Fernandez's sword-nosed bat (Lonchorhina fernandezi) is a species of bat in the family Phyllostomidae. It is the smallest species of the Lonchorhina genus. It is endemic to Venezuela. In 2013, Bat Conservation International listed this species as one of the 35 species of its worldwide priority list of conservation. It is threatened by habitat loss. It derives its scientific name from a Venezuelan zoologist, Dr. Alberto Fernandez Badillo, whose research focused on vampire bats, in particular.

==Description==
They weigh 9.7-10 g. In addition to being the smallest of the sword-nosed bats, it also has the least-complex nose-leaf. Their skulls are 17.5-17.7 mm long. Their fur is dark brown, with individual hairs 6 mm long. Hairs are bicolored, and are darker at the base and lighter at the tip. Their ears are 18-22 mm long. Three individuals encountered had partial albinism. This species has one more sacral vertebra than the closely related Orinoco sword-nosed bat.

==Biology and ecology==
Because only males have been found, little is known about their reproduction. However, juvenile bats have been observed in February, which suggests that females give birth in December. They possibly form harems during the breeding season. Males live in colonies that vary in size throughout the year, ranging from 1-130 individuals. Males will also share caves with other species of bats. In February, March, and August, lesser dog-like bats have been observed roosting with this species. In November, Parnell's mustached bats were observed roosting with them. Their wing morphology suggests that they are capable of fast, straight flight. Beetles and moths comprise a large portion of their diets, based on analysis of stomach contents.
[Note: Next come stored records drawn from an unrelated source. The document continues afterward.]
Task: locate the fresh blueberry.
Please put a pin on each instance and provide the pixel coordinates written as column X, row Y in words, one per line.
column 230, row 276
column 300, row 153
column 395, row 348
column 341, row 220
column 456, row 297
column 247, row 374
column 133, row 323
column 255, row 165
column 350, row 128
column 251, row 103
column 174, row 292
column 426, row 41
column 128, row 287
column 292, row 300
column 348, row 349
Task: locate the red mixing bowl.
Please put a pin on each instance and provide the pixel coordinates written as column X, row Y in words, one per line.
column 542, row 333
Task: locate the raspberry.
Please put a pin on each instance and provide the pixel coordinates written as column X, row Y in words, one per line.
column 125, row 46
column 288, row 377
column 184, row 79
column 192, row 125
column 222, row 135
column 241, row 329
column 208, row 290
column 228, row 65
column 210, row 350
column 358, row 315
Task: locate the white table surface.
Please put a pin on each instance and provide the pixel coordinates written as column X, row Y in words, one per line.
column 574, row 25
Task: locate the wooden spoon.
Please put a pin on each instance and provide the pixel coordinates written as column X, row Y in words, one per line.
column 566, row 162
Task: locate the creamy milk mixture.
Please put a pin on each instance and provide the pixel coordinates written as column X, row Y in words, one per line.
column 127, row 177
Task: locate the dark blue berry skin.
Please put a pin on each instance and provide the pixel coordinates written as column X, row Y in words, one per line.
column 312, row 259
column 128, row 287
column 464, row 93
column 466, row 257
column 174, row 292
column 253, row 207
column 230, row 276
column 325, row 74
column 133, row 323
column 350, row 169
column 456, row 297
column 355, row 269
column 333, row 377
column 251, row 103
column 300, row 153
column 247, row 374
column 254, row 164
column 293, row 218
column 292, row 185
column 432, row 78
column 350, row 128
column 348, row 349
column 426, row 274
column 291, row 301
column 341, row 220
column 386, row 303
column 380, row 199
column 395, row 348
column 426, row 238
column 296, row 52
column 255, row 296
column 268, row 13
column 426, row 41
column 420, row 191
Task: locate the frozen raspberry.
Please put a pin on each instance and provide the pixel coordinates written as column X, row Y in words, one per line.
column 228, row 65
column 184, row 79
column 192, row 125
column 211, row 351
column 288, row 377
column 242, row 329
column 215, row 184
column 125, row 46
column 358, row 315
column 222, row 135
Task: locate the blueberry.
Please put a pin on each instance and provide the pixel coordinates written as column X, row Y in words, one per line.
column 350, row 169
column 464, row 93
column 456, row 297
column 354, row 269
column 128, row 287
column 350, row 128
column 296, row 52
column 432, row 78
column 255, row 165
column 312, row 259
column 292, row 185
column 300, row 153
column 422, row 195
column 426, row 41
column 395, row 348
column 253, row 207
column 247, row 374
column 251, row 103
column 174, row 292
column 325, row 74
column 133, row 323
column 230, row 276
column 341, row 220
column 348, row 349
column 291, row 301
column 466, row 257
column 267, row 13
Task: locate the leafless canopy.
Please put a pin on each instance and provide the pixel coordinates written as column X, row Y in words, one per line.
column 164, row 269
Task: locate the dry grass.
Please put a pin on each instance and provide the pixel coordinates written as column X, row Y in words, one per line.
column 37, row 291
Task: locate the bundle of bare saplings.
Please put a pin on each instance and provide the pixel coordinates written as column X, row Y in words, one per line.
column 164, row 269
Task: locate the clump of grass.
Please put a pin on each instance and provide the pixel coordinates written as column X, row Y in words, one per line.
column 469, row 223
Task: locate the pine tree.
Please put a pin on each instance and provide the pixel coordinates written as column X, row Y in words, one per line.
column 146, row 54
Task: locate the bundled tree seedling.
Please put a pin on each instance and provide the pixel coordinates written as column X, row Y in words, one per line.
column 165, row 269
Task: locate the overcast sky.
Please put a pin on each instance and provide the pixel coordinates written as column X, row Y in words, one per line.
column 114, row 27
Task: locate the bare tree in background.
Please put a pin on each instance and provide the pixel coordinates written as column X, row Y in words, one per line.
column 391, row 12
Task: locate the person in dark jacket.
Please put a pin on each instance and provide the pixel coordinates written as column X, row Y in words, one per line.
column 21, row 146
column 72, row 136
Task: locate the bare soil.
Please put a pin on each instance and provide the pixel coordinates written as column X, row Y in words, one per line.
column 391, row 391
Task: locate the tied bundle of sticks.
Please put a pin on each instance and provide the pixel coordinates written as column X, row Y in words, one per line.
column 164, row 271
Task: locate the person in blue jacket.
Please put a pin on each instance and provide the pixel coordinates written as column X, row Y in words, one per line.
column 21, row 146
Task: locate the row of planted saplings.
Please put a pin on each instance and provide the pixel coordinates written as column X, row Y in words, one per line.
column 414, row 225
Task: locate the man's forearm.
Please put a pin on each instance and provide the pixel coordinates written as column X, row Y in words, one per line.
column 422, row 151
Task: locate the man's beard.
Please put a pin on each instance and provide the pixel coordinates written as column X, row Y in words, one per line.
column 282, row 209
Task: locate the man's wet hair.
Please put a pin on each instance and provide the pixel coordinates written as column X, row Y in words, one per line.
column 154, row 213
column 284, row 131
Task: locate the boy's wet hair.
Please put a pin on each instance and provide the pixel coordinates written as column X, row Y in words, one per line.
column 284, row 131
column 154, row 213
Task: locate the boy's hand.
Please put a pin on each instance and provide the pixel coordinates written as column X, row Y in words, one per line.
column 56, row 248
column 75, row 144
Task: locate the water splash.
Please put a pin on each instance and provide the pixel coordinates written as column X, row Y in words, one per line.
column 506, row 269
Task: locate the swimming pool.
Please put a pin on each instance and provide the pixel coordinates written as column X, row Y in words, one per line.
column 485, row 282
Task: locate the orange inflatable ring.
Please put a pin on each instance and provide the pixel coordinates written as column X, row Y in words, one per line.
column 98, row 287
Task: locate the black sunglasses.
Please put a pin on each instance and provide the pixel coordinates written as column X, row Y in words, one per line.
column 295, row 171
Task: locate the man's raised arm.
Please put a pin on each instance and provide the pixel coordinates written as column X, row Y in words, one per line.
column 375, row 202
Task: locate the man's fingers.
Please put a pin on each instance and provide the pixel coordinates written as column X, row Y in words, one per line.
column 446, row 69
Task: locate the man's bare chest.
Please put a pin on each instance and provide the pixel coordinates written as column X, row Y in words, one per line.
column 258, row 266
Like many bats, this species is host to ectoparasites, including bat flies and wing mites.

==Distribution==
Fernandez's sword-nosed bat is only known from two states in Venezuela: Amazonas and Bolívar. This area, the Llanos, is characterized by open savanna with rocky, granite outcrops. Of the forty-five specimens that have been examined by researchers, however, all have been male, which could indicate that the females use different habitats than males. The habitat where the bats have been found is being lost rapidly to cattle ranching. They are colonial, forming large aggregations in caves and tunnels.

==Conservation==
In addition to the threats of habitat destruction from cattle ranching, this species is also at risk from vampire bat control. Humans try to exterminate vampire bats by blowing up their caves with dynamite, gassing caves with cyanide gas, or coating caves with a toxic anticoagulant. These methods are often used indiscriminately because locals may not know how to distinguish vampire bats from other bats, or may mistakenly believe that all bats drink blood. Technicians from Venezuela's Agriculture and Cattle Ministry have intentionally killed the Fernandez's sword-nosed bat in the past, as they applied poison to all species of bats captured in a misguided effort to control vampire bats. To protect the species, the International Union for Conservation of Nature proposes that their caves receive legal protection, which would prevent extermination from misguided vampire bat control. They also suggest the cessation of ranching expansion into their known distribution They are listed as endangered because it is thought that there are fewer than 250 mature individuals remaining.